Dale Andrade - Navy Seals: The Vietnam Years (review) - Journal of Military History 67:1 The Journal of Military History 67.1 (2003) 303-304

Navy Seals: The Vietnam Years. By Kevin Dockery. New York: Penguin Putnam, 2002. ISBN 0-425-18348-3. Maps. Photographs. Tables. Notes. Index. Pp. x, 339. $22.95.

This is the second installment in what appears to be a series of histories on U.S. Navy special warfare, from its beginnings through the present. The first volume, Navy SEALs: A History of the Early Years, was published in 2001 and took the story from the Underwater Demolition Teams (UDT) during World War II through the creation of the SEALs in the early 1960s. As with the first book, this one is really largely an oral history, although here Dockery makes greater use of documents, after-action reports, and other documents to highlight SEAL involvement in Vietnam.

Navy SEALs received their baptism of fire in Vietnam, and almost six years of combat in the Mekong Delta became the crucible that shaped their capabilities through the postwar decade. The first SEAL platoons deployed to Vietnam in 1966 (other small groups of SEALs had been in Vietnam since 1962) and reached a peak strength in 1968 of about two hundred men. Most SEALs fought as platoons throughout the delta and in the Rung Sat Special Zone southeast of Saigon, but some served as advisers with the Phoenix program (designed to locate and "neutralize" the Viet Cong clandestine political infrastructure) and in the highly classified Studies and Observation Group (SOG) on cross-border operations into Cambodia and Laos. Forty-three SEALs were killed in action in Vietnam, but none were captured or went missing.
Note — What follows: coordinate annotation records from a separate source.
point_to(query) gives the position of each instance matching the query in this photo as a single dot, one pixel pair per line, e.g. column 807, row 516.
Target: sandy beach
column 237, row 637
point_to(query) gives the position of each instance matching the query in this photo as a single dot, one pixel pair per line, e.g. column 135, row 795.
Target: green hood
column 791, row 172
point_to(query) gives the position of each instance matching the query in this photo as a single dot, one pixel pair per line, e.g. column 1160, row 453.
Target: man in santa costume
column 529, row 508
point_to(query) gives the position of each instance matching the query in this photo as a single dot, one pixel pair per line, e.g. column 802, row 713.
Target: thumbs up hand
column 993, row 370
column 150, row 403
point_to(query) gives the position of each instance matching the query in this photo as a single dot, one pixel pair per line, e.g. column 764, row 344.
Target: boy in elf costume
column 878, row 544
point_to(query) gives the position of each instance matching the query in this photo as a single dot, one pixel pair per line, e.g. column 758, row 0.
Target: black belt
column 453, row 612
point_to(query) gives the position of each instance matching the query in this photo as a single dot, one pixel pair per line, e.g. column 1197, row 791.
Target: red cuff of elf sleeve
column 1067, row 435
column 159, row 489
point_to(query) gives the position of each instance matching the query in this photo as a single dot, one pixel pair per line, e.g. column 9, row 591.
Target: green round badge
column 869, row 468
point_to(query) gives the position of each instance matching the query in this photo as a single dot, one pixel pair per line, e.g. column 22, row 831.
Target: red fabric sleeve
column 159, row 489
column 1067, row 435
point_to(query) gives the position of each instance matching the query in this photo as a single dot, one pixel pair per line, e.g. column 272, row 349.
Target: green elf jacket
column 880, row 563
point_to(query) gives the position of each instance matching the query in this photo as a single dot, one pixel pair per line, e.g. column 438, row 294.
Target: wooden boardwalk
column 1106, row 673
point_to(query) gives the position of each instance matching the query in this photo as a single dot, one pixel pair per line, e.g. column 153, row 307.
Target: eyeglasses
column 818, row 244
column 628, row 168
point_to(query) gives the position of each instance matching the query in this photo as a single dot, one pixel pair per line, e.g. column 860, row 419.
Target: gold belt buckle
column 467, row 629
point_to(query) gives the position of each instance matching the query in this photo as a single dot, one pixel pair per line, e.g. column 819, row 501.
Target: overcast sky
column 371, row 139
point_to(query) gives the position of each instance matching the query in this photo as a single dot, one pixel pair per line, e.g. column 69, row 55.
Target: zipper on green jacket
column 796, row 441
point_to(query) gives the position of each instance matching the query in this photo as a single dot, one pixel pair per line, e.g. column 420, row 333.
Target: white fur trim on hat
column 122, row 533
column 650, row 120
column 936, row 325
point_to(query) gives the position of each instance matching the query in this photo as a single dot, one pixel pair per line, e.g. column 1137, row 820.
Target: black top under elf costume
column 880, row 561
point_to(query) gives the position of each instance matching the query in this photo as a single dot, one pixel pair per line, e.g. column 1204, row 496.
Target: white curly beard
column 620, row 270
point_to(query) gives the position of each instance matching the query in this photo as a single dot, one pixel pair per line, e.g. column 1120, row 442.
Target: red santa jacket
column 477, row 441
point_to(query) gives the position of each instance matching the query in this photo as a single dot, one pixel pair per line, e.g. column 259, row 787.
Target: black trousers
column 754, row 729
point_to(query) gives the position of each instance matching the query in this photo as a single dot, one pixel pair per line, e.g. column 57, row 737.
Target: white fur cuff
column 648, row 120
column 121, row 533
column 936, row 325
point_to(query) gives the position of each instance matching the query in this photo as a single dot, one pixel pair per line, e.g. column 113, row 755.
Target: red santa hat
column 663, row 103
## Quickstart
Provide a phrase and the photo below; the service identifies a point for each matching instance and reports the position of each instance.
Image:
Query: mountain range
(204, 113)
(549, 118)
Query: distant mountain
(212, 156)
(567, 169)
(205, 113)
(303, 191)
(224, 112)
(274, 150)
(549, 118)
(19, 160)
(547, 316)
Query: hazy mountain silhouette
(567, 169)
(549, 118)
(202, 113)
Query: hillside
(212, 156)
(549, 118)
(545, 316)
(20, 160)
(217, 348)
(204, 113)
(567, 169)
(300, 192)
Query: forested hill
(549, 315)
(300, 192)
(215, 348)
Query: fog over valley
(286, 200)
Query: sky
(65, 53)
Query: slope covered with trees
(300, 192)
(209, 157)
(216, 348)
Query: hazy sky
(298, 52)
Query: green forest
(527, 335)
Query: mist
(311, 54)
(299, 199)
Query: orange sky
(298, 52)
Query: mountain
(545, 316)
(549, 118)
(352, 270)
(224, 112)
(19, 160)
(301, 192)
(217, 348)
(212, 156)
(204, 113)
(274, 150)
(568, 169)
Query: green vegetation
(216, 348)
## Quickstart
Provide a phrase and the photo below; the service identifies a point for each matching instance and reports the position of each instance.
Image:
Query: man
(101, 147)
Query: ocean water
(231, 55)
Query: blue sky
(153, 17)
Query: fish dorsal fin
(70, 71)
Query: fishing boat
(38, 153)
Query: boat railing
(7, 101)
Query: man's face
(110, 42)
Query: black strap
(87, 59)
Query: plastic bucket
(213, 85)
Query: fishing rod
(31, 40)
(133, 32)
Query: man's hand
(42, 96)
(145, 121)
Dockery attempts to cover all this ground, managing to touch on most of the SEAL missions in Vietnam. There are two particularly interesting chapters here—one on SEAL operations in support of the Phoenix program and another on Operation THUNDERHEAD, an ambitious plan to insert SEAL teams into North Vietnam aboard a submarine in an attempt to rescue American prisoners of war. In the end, however, the book provides only a narrow glimpse into the history of the SEALs in Vietnam. [End Page 303]

The interview format, as employed by Dockery, simply does not work. He tries to sort the individual accounts so that they fit within topical chapters, such as deployment to Vietnam, the 1968 Tet Offensive, and the Phoenix Program, but a lack of clearheaded editing defeats him. The interviews, which are interesting and full of useful detail, are too long and often repetitive, and most of them dwell excessively on SEAL basic training, known as BUD/S (Basic Underwater Demolition/SEAL). This training is the glue that holds SEALs together in the brotherhood of Special Operations warriors, and it is grueling, but the stories offer little to help the reader understand the SEAL experience in Vietnam. One or two examples of BUD/S training would have sufficed. Other interviews would have been more useful to the reader if they were carefully targeted to specific topics.

In the end, Dockery allows the interviews to ramble on, sometimes with only a tenuous connection to the subject of the chapter. In addition, nowhere in the book is there an attempt to analyze SEAL performance in Vietnam. What impact did they have on the enemy? Aside from a few platitudes about how the Viet Cong feared these "devils with green faces," there is no new data on the results of SEAL operations or an attempt to understand their place within the greater theater of combat operations in the Mekong Delta.

Readers interested in the history of Navy SEALs will probably find this book useful, but those hoping for new details and analysis of SEAL operations in Vietnam will be disappointed.